As the flame of the lamp rose, only their glittering eyes and the glowing cigarette-ends could be seen. When the soldier had gone out, they returned to their subject, the word “Woman” forming the theme of talk that became at times grotesque in its obscenity. Sarudine’s instinctive longing to boast, and to eclipse Volochine led him at last to speak of the splendid woman who had yielded to his charms, and gradually to reveal his own secret lasciviousness. Before the eyes of Volochine, Lida was exhibited as in a state of nudity, her physical attributes and her passion all being displayed as though she were some animal for sale at a fair. By their filthy thoughts she was touched and polluted and held up to ridicule. Their love of woman knew no gratitude for the enjoyment given to them; they merely strove to humiliate and insult the sex, to inflict upon it indescribable pain.

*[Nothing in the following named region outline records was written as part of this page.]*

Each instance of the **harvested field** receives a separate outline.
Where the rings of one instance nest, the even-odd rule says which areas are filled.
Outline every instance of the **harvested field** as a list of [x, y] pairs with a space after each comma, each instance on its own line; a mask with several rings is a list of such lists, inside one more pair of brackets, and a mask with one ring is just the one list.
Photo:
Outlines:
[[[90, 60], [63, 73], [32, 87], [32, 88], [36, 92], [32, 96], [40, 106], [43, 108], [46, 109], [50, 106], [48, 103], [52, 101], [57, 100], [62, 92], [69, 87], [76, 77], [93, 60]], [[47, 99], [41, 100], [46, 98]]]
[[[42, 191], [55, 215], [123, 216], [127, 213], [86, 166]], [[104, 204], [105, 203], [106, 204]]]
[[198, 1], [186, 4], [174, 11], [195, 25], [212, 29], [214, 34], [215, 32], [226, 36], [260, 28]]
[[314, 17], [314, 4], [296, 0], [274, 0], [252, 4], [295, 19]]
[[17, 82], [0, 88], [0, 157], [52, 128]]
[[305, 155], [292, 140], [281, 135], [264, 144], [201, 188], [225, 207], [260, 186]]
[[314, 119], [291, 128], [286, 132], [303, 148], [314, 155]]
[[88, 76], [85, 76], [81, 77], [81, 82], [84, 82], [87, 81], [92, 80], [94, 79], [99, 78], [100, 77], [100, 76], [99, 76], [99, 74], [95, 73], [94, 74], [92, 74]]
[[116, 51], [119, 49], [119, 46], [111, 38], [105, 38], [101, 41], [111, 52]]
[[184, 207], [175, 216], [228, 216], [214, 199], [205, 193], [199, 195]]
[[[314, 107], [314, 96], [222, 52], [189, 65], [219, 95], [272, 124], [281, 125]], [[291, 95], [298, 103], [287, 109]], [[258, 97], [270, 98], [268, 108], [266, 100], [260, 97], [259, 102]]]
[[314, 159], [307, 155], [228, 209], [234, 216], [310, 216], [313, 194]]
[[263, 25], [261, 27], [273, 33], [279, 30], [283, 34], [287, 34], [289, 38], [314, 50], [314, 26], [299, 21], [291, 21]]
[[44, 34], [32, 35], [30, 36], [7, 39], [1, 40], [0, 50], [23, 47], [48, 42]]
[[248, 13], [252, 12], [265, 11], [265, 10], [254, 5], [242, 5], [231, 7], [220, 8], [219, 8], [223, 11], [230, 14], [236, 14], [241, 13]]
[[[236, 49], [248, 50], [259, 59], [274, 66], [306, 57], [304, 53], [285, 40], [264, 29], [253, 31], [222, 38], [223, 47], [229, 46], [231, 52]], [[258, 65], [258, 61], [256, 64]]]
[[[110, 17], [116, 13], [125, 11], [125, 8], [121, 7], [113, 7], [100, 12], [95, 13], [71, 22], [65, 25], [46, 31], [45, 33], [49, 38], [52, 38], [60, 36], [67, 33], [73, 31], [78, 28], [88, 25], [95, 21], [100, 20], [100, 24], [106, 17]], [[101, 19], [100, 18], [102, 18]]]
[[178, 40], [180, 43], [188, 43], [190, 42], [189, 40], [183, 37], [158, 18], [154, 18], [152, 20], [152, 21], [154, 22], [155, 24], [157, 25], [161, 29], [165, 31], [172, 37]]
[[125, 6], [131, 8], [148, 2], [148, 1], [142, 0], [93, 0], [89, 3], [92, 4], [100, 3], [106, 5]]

The smoke-laden atmosphere of the room had become stifling. Their bodies at fever heat, exhaled an unwholesome odour, as their eyes gleamed and their voices sounded shrill and rabid as those of wild beasts.
Beyond the window lay the calm, clear moonlit night. But for them the world with all its wealth of colour and sound had vanished; all that their eyes beheld was a vision of woman in her nude loveliness. Soon their imagination became so heated that they felt a burning desire to see Lida, whom now they had dubbed Lidka, by way of being familiar. Sarudine had the horses harnessed, and they drove to a house situated on the outskirts of the town.
CHAPTER XXVIII.
A letter sent by Sarudine to Lida on the day following their interview fell by chance into Maria Ivanovna’s hands. It contained a request for the permission to see her, and awkwardly suggested that sundry matters might be satisfactorily arranged. Its pages cast, so Maria Ivanovna thought, an ugly, shameful shadow upon the pure image of her daughter. In her first perplexity and distress, she remembered her own youth with its love, its deceptions, and the grievous episodes of her married life. A long chain of suffering forged by a life based on rigid laws of morality dragged its slow length along, even to the confines of old age. It was like a grey band, marred in places by monotonous days of care and disappointment.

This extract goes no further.